Alexandra David-Neel a été, tout au long de sa vie, une femme affranchie des convenances, indépendante, mue par son attrait pour la philosophie bouddhiste et pour les territoires inexplorés du Tibet et de l’Himalaya.
Vers 1920, Alexandra au Tibet avec Aphur Yongden, un jeune moine qui deviendra son fils adoptif.
Son enfance la montre déjà plutôt rebelle. Serait-ce parce que son père, libre penseur, l’emmène, alors qu’elle a à peine 3 ans, assister à l’exécution des communards devant le mur des Fédérés du Père-Lachaise, afin qu’elle se souvienne de cette violence ? Parce que, durant son enfance et son adolescence, elle côtoie Élisée Reclus, ce géographe anarchiste belge ami de ses parents, qui l’initie aux idées féministes de l’époque ? Toujours est-il qu’Alexandra a très tôt des envies de partir explorer le monde.

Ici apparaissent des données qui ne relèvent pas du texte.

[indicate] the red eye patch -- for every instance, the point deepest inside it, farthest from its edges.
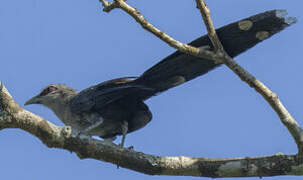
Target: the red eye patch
(48, 90)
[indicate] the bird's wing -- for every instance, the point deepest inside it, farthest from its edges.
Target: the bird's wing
(236, 38)
(96, 97)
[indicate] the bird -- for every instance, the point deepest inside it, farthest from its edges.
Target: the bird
(116, 107)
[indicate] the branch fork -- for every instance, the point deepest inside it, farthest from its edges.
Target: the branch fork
(13, 116)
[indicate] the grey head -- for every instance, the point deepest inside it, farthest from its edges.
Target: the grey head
(53, 95)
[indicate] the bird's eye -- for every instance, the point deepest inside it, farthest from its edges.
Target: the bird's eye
(48, 90)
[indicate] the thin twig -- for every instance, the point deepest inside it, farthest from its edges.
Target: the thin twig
(209, 25)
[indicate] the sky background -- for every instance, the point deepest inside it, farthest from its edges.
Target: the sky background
(215, 116)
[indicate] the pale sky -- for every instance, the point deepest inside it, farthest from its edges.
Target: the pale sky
(215, 116)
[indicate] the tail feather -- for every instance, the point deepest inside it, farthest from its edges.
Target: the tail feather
(236, 38)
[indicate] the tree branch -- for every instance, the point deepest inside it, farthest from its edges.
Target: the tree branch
(272, 98)
(13, 116)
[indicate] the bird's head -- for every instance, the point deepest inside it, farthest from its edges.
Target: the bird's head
(52, 95)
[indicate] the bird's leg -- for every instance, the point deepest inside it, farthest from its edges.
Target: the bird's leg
(89, 128)
(124, 131)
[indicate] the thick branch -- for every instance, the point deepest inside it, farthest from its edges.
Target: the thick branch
(285, 117)
(13, 116)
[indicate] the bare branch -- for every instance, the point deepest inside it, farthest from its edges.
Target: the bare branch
(285, 117)
(202, 53)
(205, 12)
(13, 116)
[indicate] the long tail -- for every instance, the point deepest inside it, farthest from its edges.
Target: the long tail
(236, 38)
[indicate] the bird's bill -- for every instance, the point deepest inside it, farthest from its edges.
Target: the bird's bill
(33, 100)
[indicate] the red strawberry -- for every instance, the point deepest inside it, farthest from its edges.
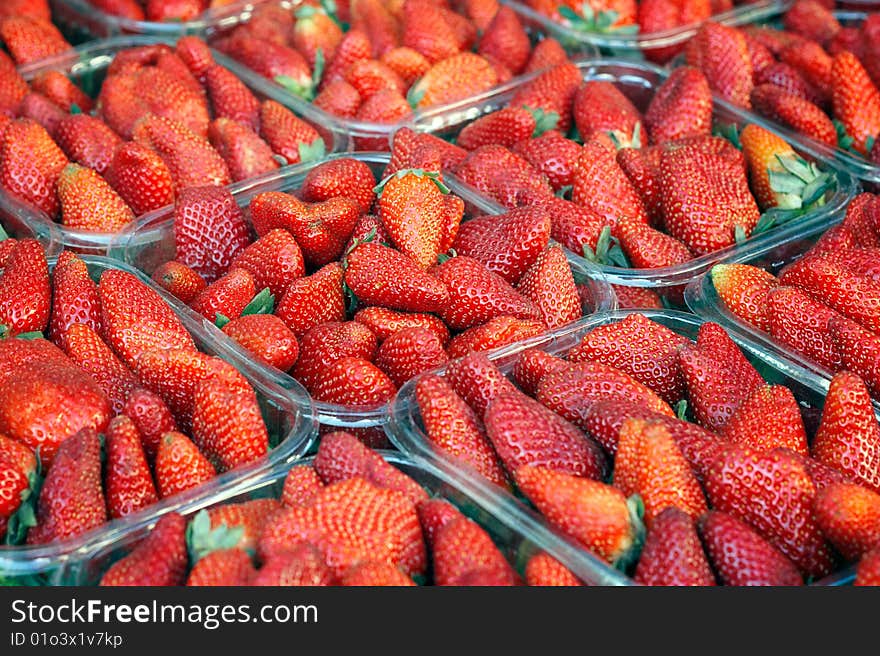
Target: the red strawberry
(773, 493)
(673, 554)
(594, 514)
(848, 437)
(741, 556)
(71, 499)
(179, 465)
(129, 482)
(342, 456)
(160, 559)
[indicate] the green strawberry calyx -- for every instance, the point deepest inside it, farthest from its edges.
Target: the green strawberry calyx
(201, 539)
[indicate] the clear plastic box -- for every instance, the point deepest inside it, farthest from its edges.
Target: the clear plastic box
(287, 412)
(406, 432)
(150, 243)
(638, 80)
(86, 66)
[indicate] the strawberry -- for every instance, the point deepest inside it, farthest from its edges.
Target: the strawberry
(774, 494)
(88, 351)
(741, 556)
(706, 203)
(71, 499)
(190, 158)
(135, 319)
(224, 567)
(644, 349)
(456, 77)
(848, 437)
(476, 295)
(378, 275)
(342, 456)
(462, 547)
(227, 425)
(672, 554)
(340, 178)
(179, 465)
(209, 230)
(288, 135)
(849, 516)
(599, 106)
(28, 39)
(151, 418)
(301, 485)
(722, 54)
(718, 376)
(160, 559)
(681, 107)
(30, 163)
(354, 383)
(179, 280)
(129, 482)
(744, 290)
(594, 514)
(313, 300)
(794, 112)
(523, 432)
(141, 177)
(767, 419)
(25, 293)
(350, 521)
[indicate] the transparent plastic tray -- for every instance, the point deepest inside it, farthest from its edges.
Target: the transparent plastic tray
(86, 66)
(631, 45)
(150, 243)
(406, 432)
(638, 80)
(515, 542)
(81, 21)
(701, 298)
(286, 410)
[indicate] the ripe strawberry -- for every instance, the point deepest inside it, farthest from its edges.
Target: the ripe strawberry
(135, 319)
(644, 349)
(523, 432)
(741, 556)
(129, 482)
(313, 300)
(744, 290)
(30, 163)
(594, 514)
(180, 466)
(342, 456)
(462, 547)
(160, 559)
(378, 275)
(29, 40)
(71, 499)
(773, 493)
(673, 554)
(722, 54)
(140, 176)
(350, 521)
(25, 293)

À 15 ans, elle fugue pour aller vivre à Londres (où elle ne pourra rester faute d’argent) ; en Suisse où sa mère la retrouve ; puis, devenue majeure, en Inde (avec l’argent d’un petit héritage) où elle se convertit au bouddhisme.
Journaliste quelque temps dans le journal féministe La Fronde, puis première chanteuse lyrique dans une troupe qui la mènera à Athènes, Tunis, Hanoï…, sa véritable passion est orientaliste. Elle se perfectionne en anglais, s’initie au sanscrit, au tibétain, suit divers enseignements à la Sorbonne et au Collège de France et fréquente le musée Guimet.

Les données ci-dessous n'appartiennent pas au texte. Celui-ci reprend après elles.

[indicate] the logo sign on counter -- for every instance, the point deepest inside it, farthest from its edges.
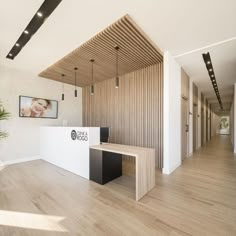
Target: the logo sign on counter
(79, 135)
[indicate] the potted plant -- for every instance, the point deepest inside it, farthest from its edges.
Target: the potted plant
(4, 115)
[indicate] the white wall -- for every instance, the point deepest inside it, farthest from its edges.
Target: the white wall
(172, 114)
(232, 124)
(226, 130)
(23, 140)
(190, 134)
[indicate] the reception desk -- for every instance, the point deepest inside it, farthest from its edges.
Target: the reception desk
(144, 163)
(78, 150)
(68, 147)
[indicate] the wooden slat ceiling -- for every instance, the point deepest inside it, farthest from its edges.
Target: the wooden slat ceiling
(136, 51)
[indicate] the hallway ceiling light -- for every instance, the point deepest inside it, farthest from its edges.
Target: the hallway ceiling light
(36, 22)
(40, 14)
(209, 66)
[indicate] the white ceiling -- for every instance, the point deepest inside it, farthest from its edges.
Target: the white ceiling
(177, 26)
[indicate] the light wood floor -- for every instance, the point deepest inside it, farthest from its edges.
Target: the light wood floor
(199, 198)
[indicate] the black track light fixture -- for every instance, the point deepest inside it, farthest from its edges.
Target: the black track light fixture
(209, 66)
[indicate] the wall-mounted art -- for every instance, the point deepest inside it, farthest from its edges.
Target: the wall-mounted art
(37, 107)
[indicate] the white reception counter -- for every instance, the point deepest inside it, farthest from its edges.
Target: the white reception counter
(68, 147)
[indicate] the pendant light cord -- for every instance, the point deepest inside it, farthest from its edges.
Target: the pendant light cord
(117, 69)
(92, 61)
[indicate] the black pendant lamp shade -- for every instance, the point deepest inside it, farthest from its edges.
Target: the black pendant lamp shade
(75, 69)
(117, 82)
(62, 78)
(92, 85)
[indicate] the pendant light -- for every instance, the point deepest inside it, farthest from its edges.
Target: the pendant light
(75, 69)
(92, 85)
(117, 82)
(62, 80)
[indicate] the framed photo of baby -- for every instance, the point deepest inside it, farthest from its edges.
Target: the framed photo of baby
(37, 107)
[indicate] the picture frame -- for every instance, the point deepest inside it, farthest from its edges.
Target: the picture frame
(34, 107)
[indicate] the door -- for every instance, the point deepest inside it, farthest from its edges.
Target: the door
(184, 128)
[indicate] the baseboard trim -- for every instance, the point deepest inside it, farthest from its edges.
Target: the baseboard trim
(20, 160)
(168, 171)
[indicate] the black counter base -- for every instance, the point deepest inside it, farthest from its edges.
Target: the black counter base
(104, 166)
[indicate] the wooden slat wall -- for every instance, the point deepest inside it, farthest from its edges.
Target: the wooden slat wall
(133, 111)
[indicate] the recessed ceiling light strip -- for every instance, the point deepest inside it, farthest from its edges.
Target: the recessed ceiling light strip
(38, 19)
(210, 69)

À 36 ans, elle épouse son amant, Philippe Néel, alors ingénieur des chemins de fer tunisiens. Leur union est empreinte de respect mutuel, et Philippe Néel deviendra son correspondant et son soutien financier tout au long de ses périples. Car le confort du mariage bourgeois ne convient pas à la dame. En 1911, elle repart en Inde en promettant à son époux de rentrer dans dix-huit mois… Elle reviendra quatorze ans plus tard !
Baptisée par ses maîtres « lampe de sagesse »

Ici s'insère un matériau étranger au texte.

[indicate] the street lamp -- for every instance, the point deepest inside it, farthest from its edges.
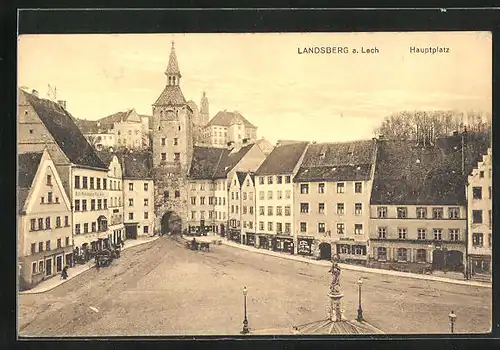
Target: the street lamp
(452, 317)
(245, 321)
(360, 310)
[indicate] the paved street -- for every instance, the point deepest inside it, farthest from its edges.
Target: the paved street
(161, 288)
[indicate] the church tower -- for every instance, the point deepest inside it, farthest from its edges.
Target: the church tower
(172, 151)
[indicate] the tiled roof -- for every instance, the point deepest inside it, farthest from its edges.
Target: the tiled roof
(345, 161)
(225, 118)
(65, 132)
(409, 174)
(214, 163)
(136, 165)
(28, 164)
(282, 159)
(171, 96)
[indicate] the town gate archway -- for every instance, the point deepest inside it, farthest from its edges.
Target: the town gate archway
(325, 251)
(171, 223)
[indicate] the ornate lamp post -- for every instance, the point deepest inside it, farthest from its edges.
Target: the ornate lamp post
(360, 310)
(245, 321)
(452, 317)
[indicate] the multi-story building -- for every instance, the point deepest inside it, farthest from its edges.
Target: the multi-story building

Elle arrive au Sikkim (province du Nord de l’Inde bordant le Tibet) en 1912 pour parfaire sa connaissance du bouddhisme. Elle travaille son tibétain, étudie les textes anciens, reçoit l’enseignement des plus grands gomchens (supérieurs des monastères), expérimente les méthodes des yogis tibétains. Elle devient alors une lamina (dame-lama), baptisée par ses maîtres Yshé Tömé (« lampe de sagesse »), désormais habillée du costume des lamas tibétains et reconnue par les autorités bouddhistes. En 1914, elle rencontre Aphur Yongden, âgé de 15 ans, qui devient son interprète et son inséparable compagnon de route. Elle en fera son fils adoptif (ce qui déplaît fort à Philippe Néel lorsqu’elle rentre en France en 1925). Ensemble, alors que la guerre bat son plein en Europe, ils voyageront en Inde, au Japon, en Corée, traverseront la Chine d’est en ouest puis séjourneront pendant trois ans au monastère de Kumbum, au Tibet, où Alexandra, aidée de Yongden, traduit la Prajnaparamita (ensemble de textes de la tradition bouddhiste).